When the film begins in earnest, the story focuses mainly on Kokuhei Kusonoki, played by Daisuke Ryu. A middle-aged widower and mid-level bureaucrat, he is transferred to a small town in Fukushima to take over the prefecture’s dedicated Public Relations department for the rebuilding effort. As his supervisor, Mr. Murai (Minori Terada) shows him around the area, including all the places where it is impossible for people to ever return, the normally stoic Kusonoki becomes alternately social and jaded, as he quickly learns that more effort is being put into selling the idea of Fukushima’s recovery, rather than actually facilitating it.

Back home, the B-story revolves around Kusonoki’s daughter-in-law (herself a widow after Kusonoki’s son, Ichiro died in a car crash), Haruka, played by Miri De Cuoto. A doctor at a children’s hospital, she spends most of her days playfully tending to children who are still recovering from radiation exposure, particularly a young man named Yu, who has a friend that may or may not be imaginary.

Throughout both plots, the presentation is the same. No matter how heavy the material being presented, it’s always given in the form of playful songs and animation (which vary in style from stop-motion to cell-shaded to claymation; basically everything except traditional anime and 3D CGI). When Kusonoki meets his PR team, they introduce themselves as if they’re characters on a children’s television show. When a member of the team suggests turning the Fukushima nuclear plant into a tourist attraction, the action cuts to a fantasy scene where everyone rides in a double-decker bus as buildings playfully explode around them. There’s even a great bit of dueling motifs as Haruka leads her ward’s children in a song about rabbits paired with a cartoon from the perspective of Kusonoki’s biological daughter where a rabbit tricks crocodiles into helping him cross the sea as a means of skirting her duties at work.
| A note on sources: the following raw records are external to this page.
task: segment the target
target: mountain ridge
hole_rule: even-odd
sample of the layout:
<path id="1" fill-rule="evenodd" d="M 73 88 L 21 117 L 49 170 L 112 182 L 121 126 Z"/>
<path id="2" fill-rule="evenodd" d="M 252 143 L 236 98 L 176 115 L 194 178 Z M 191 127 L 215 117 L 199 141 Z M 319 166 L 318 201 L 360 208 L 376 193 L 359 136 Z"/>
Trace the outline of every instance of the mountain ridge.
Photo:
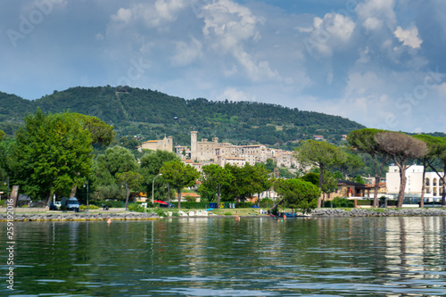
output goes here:
<path id="1" fill-rule="evenodd" d="M 291 147 L 313 135 L 340 142 L 342 135 L 365 128 L 340 116 L 273 103 L 184 99 L 156 90 L 107 86 L 70 87 L 35 100 L 0 92 L 0 129 L 12 134 L 24 115 L 37 107 L 45 112 L 96 116 L 113 125 L 119 136 L 159 139 L 167 135 L 183 145 L 190 142 L 194 128 L 199 137 Z"/>

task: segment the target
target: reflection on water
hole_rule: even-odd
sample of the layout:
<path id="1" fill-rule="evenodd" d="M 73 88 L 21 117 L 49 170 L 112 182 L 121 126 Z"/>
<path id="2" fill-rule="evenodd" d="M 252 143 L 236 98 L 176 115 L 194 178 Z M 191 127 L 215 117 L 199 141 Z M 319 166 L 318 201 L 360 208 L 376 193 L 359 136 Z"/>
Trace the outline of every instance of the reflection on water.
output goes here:
<path id="1" fill-rule="evenodd" d="M 5 230 L 5 223 L 0 227 Z M 16 222 L 14 227 L 16 290 L 6 288 L 3 252 L 0 295 L 446 295 L 442 217 Z M 6 244 L 4 232 L 0 241 Z"/>

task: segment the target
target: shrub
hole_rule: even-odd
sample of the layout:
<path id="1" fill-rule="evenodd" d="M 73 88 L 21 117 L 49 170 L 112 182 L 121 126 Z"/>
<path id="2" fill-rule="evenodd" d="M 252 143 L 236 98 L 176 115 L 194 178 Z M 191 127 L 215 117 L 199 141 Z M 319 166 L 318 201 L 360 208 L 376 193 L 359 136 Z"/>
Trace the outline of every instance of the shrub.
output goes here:
<path id="1" fill-rule="evenodd" d="M 195 202 L 195 198 L 193 196 L 186 196 L 185 199 L 188 202 Z"/>
<path id="2" fill-rule="evenodd" d="M 334 208 L 353 208 L 355 207 L 355 202 L 351 200 L 348 200 L 341 197 L 334 197 L 333 202 L 326 201 L 324 207 L 331 207 L 333 202 Z"/>
<path id="3" fill-rule="evenodd" d="M 87 205 L 80 205 L 79 206 L 80 210 L 87 210 Z M 95 204 L 89 204 L 88 205 L 88 210 L 99 210 L 99 207 L 95 206 Z"/>
<path id="4" fill-rule="evenodd" d="M 161 209 L 152 209 L 152 213 L 156 213 L 160 217 L 167 217 L 168 213 L 167 210 L 161 210 Z"/>
<path id="5" fill-rule="evenodd" d="M 252 205 L 252 202 L 237 202 L 235 203 L 235 208 L 237 209 L 249 209 L 251 208 Z"/>
<path id="6" fill-rule="evenodd" d="M 178 202 L 172 202 L 172 204 L 175 205 L 176 208 L 178 207 Z M 209 209 L 209 202 L 181 202 L 181 208 L 186 210 L 207 210 Z"/>
<path id="7" fill-rule="evenodd" d="M 92 204 L 96 205 L 98 207 L 103 207 L 103 203 L 107 205 L 109 208 L 122 208 L 124 207 L 124 202 L 122 201 L 95 201 Z"/>
<path id="8" fill-rule="evenodd" d="M 127 208 L 129 211 L 145 212 L 145 208 L 139 203 L 128 203 Z"/>

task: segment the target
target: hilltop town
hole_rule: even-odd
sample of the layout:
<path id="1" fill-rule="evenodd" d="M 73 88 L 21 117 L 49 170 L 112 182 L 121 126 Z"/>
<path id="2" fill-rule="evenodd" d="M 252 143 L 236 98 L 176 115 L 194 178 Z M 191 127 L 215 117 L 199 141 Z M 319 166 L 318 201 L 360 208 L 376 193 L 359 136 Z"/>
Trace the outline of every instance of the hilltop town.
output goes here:
<path id="1" fill-rule="evenodd" d="M 173 137 L 164 136 L 161 140 L 149 140 L 138 147 L 142 150 L 164 150 L 174 152 L 183 162 L 202 171 L 202 167 L 207 164 L 226 164 L 242 167 L 245 163 L 255 165 L 266 162 L 271 159 L 277 167 L 285 167 L 290 171 L 295 170 L 298 162 L 293 156 L 293 152 L 268 148 L 265 144 L 235 145 L 229 143 L 219 143 L 218 137 L 198 140 L 198 132 L 191 131 L 190 147 L 177 145 L 173 147 Z"/>

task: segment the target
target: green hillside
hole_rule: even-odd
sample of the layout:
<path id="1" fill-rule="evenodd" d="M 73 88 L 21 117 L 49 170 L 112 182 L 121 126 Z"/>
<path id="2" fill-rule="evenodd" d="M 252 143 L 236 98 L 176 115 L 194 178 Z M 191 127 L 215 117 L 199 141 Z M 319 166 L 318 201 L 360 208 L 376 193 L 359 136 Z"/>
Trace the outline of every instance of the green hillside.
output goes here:
<path id="1" fill-rule="evenodd" d="M 322 135 L 339 142 L 342 135 L 365 128 L 347 119 L 302 111 L 276 104 L 185 100 L 166 94 L 128 87 L 72 87 L 35 101 L 0 93 L 0 129 L 7 134 L 26 112 L 70 111 L 100 118 L 115 127 L 118 137 L 138 135 L 142 139 L 174 137 L 188 144 L 189 131 L 200 137 L 219 137 L 234 144 L 260 143 L 293 148 L 295 141 Z"/>

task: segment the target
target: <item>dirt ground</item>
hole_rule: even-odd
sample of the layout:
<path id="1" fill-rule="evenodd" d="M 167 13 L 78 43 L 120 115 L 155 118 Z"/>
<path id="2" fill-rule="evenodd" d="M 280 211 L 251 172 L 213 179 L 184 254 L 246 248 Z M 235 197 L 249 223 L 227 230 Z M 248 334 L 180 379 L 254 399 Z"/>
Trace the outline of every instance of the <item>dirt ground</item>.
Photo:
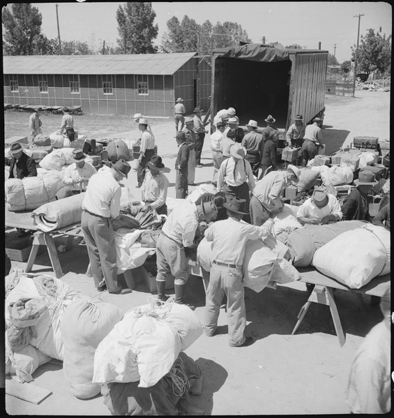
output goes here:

That’s the key satirical point that Saitani makes with this film. If the government treats people like children, most will march in lockstep like children rather than think critically. You can literally raise the “acceptable” limits of radiation exposure to 20 times the previous limit in order to get residents to move back to their homes if you pay them off with token reparations and flashy programs and songs to reinforce their loyalty. Imagine if BP had created “Baby Shark” as a means to whitewash the Deepwater Horizon incident. That’s what we’re going for here.

And still, the film does take time to develop the characters so that pathos can be earned. In the midst of all the goofy animation and catchy songs, there’s an underlying melancholy with Kusonoki and Haruka and how they deal with loss. Their tragedy is not connected to Fukushima, but the coping mechanisms are the same. A scene where the two sing longfully for the lost Ichiro has just as much emotional resonance as an old woman talking to the animated skeletons of lost soldiers, and that’s a good thing.

The film can be hard to follow at times, mostly due to the intentionally disjointed nature of the plot and the musical/animated elements. In keeping with the elitist oeuvre of the corporate and governmental powers that be, the film plays like the audience has the attention span of a small child, jumping back and forth between storylines seemingly at random. But at the same time, Saitani never misses an opportunity to give the audience hope that a few good-hearted people can truly make a difference. Nipponia Nippon is at times manic, but in its best moments – like young Yu making an origami crane for Midori that is invisibly held in mid-air – it approaches magical.